34 923 Wijziging van een aantal wetten op het terrein van het Ministerie van Volksgezondheid, Welzijn en Sport teneinde misslagen en omissies te herstellen (Verzamelwet VWS 2018)

Nr. 5 VERSLAG

Vastgesteld 2 mei 2018

De vaste commissie voor Volksgezondheid, Welzijn en Sport, belast met het voorbereidend onderzoek van voorliggend wetsvoorstel, heeft de eer als volgt verslag uit te brengen van haar bevindingen.

Onder het voorbehoud dat de in het verslag opgenomen vragen en opmerkingen afdoende door de regering worden beantwoord, acht de commissie de openbare behandeling van het wetsvoorstel voldoende voorbereid.

Inhoudsopgave

ALGEMEEN

1

Uitvoeringstoets NZa

2

Gevolgen voor de regeldruk

2

Overig

2

   

ARTIKELSGEWIJS

2

ALGEMEEN

De leden van de VVD-fractie hebben met interesse kennisgenomen van de Verzamelwet 2018. Zij hebben daarbij nog de volgende vragen en opmerkingen.

De leden van de CDA-fractie hebben met belangstelling kennisgenomen van de Verzamelwet VWS 2018. Deze leden hebben enkele vragen bij het wetsvoorstel.

De leden van de GroenLinks-fractie hebben kennisgenomen van de Verzamelwet VWS 2018.

De leden van de SP-fractie hebben met belangstelling kennisgenomen van de voorgestelde wijzigingen. Deze leden hebben naar aanleiding van de Verzamelwet VWS 2018 alvast onderstaande opmerkingen en vragen.

Uitvoeringstoets NZa

De leden van de GroenLinks-fractie vragen of het handhavingsinstrumentarium van de Nederlandse Zorgautoriteit (NZa) in het toezicht op het Centraal Administratie Kantoor (CAK) nu de facto wordt verminderd doordat er geen last onder dwangsom meer kan worden opgelegd. Wat is de argumentatie dat «naming and shaming» voldoende is?

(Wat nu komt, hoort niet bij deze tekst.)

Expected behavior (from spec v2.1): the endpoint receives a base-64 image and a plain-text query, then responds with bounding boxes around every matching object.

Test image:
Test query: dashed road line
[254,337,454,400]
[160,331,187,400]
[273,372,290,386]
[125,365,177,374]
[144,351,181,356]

In hoeverre verandert inhoudelijk gezien het toezicht op het CAK nu dit onder de NZa valt, zo vragen de voornoemde leden.

Gevolgen voor de regeldruk

De leden van de VVD-fractie vragen waarom het advies van het Adviescollege Toetsing Regeldruk (ATR), over het verduidelijken van bestaande regelingen voor particulieren en bedrijven die tweedehands technische voortbrengselen verhandelen, niet is opgenomen in het wetsvoorstel. Wat was precies het voorstel van ATR en wat was de aanleiding?

Overig

De leden van de GroenLinks-fractie vragen de regering een uitgebreidere motivering en toelichting te geven op de overige toevoegingen.

ARTIKELSGEWIJS

Artikel I

De leden van de VVD-fractie vragen of bevestigd kan worden dat de exportverklaring niet verplicht wordt door deze wijziging van de Tabaks- en rookwarenwet, maar dat bedrijven, indien dit nodig is voor de export, dit vrijwillig kunnen aanvragen.

De leden van de CDA-fractie vragen een nadere toelichting waarom in de Tabaks- en rookwarenwet de mogelijkheid van een exportverklaring opgenomen moet worden. Welke derde landen vragen momenteel om een dergelijke verklaring en met welke reden? Welke nadere regels is de regering van plan om op te stellen over de afgifte van exportverklaringen?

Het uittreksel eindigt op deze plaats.